Wie kann auf die Bedürfnisse der Eltern in den Taufgottesdiensten besser eingegangen werden?
Sommer: Das eine ist die Art der Gestaltung – was aber inhaltlich wichtig ist: Der Taufgottesdienst ist kein reiner Segnungsgottesdienst – sondern die Ambivalenzen des Lebens müssen auch ins Taufritual einbezogen werden. Wir können uns durchaus der überkommenen Taufliturgie anvertrauen, die neben dem Heilsversprechen auch die Gefährdung des Lebens durch den Tod anspricht. So wird der Taufgottesdienst auch ein Ort, an dem Ängste und Befürchtungen einen Platz haben. Diese im geschützten Ort zuzulassen, entlastet den Umgang mit Ängsten und Aggressionen im Alltag.
Wie verstehen Patinnen und Paten ihre Rolle heute?
Sommer: Beim Patenamt sehe ich eine Diskrepanz, wie Eltern es verstehen und wie es theologisch zu interpretieren ist. In der Liturgie nehmen die Paten die Aufgabe von Taufzeugen wahr und versprechen, bei der christlichen Erziehung mitzuwirken. Eltern haben oft eine hohe Erwartung an das Patenamt und sind sehr sorgfältig bei der Auswahl der Paten. Sie sehen in Paten oft Elternersatz im Falle des eigenen Todes oder Wegbegleiter für das Kind. Die kirchliche Bindung der Paten ist dagegen für die Eltern zweitrangig. Daraus ergeben sich manchmal Probleme, wenn Menschen des Vertrauens das Patenamt nicht wahrnehmen können, da sie keiner Kirche angehören. Hier im Gespräch mit den Eltern zu einer guten Lösung zu kommen, sehe ich als eine wichtige Herausforderung an.
Kindertaufe und Erwachsenentaufe sind Normalität
Die Zahl der Säuglingstaufen sinkt, die Zahl der Taufen älterer Kinder und von Erwachsenen steigt. Wie beurteilen Sie die Entwicklung?
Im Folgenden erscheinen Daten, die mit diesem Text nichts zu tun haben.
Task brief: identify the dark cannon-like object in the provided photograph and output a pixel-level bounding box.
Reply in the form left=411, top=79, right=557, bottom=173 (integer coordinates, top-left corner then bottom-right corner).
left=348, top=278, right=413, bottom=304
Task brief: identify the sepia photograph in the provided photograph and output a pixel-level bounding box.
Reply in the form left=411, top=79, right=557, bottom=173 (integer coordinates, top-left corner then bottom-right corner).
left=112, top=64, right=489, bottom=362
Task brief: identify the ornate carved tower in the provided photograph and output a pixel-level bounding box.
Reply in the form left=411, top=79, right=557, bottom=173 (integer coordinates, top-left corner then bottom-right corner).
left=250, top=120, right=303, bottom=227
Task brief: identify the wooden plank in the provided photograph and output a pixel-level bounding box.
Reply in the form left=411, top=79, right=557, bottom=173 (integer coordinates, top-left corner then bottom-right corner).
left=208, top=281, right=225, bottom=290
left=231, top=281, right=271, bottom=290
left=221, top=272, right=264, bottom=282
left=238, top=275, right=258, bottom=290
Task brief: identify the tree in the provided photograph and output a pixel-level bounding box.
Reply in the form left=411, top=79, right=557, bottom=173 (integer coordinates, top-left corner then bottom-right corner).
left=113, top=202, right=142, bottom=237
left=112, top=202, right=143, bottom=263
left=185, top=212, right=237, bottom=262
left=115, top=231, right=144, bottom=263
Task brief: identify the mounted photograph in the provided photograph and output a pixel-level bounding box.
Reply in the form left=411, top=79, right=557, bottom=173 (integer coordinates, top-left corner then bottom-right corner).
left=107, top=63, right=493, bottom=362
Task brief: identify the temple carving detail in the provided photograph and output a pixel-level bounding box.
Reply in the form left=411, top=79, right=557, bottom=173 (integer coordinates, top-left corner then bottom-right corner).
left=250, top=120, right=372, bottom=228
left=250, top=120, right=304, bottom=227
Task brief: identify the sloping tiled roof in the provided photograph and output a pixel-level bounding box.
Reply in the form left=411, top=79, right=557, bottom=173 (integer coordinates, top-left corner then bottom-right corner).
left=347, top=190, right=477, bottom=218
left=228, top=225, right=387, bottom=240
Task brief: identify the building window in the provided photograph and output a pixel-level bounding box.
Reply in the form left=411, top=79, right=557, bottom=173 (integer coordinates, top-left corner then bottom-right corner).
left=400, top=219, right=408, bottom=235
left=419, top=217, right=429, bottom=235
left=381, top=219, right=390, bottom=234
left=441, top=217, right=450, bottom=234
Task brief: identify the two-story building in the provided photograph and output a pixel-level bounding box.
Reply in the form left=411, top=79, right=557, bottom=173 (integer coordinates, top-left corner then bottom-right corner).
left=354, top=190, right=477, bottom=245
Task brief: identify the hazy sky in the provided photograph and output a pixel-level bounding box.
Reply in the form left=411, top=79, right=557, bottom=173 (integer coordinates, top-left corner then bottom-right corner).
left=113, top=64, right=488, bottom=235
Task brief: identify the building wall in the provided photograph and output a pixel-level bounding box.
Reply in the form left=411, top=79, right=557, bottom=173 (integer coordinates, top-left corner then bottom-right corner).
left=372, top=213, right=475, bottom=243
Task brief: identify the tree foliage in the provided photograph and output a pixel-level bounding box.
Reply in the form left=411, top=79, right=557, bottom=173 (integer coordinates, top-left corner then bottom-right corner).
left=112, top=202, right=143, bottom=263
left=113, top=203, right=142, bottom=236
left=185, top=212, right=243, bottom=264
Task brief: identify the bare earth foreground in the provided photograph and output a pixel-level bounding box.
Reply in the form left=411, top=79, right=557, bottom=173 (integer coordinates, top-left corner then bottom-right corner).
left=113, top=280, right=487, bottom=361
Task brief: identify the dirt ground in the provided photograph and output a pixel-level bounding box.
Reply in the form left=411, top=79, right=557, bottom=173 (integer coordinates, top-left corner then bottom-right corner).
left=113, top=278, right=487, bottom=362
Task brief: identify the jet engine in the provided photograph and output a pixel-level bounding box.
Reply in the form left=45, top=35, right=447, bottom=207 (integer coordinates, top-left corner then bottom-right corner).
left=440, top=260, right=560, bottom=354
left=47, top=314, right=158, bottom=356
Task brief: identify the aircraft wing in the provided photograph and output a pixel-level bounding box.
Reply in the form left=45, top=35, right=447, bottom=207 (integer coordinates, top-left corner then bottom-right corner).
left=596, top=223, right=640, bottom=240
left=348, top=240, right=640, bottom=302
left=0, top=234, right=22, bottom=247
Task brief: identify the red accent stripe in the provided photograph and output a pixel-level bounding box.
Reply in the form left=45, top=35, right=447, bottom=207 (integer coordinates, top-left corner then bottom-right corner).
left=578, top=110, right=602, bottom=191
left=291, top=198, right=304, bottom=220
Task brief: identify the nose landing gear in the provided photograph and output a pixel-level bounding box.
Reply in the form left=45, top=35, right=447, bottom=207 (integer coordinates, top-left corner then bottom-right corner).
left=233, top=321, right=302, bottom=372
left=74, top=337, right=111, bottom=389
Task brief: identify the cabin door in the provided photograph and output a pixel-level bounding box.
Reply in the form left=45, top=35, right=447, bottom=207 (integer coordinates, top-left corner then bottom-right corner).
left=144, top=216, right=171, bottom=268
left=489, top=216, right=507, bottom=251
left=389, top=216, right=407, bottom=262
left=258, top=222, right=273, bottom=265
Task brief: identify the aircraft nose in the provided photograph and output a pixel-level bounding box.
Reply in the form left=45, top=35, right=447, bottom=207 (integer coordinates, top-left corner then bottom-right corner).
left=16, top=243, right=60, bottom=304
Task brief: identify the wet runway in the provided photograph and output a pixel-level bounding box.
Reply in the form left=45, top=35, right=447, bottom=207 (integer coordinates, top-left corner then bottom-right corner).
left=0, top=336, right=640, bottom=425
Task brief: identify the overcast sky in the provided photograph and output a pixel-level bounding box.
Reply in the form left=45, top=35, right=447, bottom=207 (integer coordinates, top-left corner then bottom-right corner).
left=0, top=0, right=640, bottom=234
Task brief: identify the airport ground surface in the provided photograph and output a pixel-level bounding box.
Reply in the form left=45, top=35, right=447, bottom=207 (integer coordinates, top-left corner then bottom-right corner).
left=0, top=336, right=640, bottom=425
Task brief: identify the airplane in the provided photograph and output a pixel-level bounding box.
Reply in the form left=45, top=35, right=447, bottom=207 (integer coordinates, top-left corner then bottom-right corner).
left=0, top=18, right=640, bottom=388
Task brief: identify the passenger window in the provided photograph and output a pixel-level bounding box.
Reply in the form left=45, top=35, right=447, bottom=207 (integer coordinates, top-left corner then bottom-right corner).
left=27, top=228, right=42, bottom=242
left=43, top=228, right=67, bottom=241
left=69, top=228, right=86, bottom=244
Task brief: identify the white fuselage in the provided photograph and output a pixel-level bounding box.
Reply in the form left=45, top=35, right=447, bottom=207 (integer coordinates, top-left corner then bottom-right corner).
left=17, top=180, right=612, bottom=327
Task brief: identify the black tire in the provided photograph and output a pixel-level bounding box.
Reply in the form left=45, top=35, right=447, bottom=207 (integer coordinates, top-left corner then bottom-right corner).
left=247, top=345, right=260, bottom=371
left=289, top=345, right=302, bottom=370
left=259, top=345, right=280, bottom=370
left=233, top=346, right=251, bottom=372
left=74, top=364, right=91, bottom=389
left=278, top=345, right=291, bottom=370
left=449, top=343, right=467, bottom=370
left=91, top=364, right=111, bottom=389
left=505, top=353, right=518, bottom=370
Sommer: Dies lässt sich nicht so pauschal sagen, außerdem gibt es bei der Taufe regionale Unterschiede. Die Kindertaufe ist gängige Taufpraxis, allerdings hat sich in den letzten Jahren der Zeitpunkt der Taufe etwas verschoben. Häufig erfolgt die Taufe nun in der zweiten Hälfte des ersten Lebensjahres – und nicht mehr als Säugling. Außerdem werden Kinder in allen Altersstufen getauft, Kindergartenkinder und auch Schulkinder. Außerdem sind Erwachsenentaufen – dies gilt besonders für Ostdeutschland - Normalität. Für ungetaufte Kinder ist der Konfirmationsunterricht das Taufkatechumenat, für Erwachsene müssen wir dies noch entwickeln. Dies stellt eine Herausforderung dar.
Überhaupt, die Pluralisierung unserer Möglichkeiten, zu leben und zu glauben, hat dazu geführt, dass die Taufe keine reine gesellschaftliche Konvention mehr ist, sondern dass sich die Eltern dafür entscheiden können und müssen. Das heißt für Gemeinden, aktiv zur Taufe einzuladen. Dafür gibt es auch in verschiedenen Kirchenkreisen sehr interessante Aktionen, z.B. kann Eltern bei der Entlassung aus dem Krankenhaus ein "Taufpaket" überreicht werden, dass Informationen zur Taufe enthält. Auch müssen die Gemeinden ganz verschiedene Angebote machen, von der Säuglings- bis zur Erwachsenentaufe. Ganz wichtig dabei ist, dass sich die Gemeinden dabei für alle sozialen Milieus öffnen. Großzügig zu sein, schadet dabei der Kirche nicht.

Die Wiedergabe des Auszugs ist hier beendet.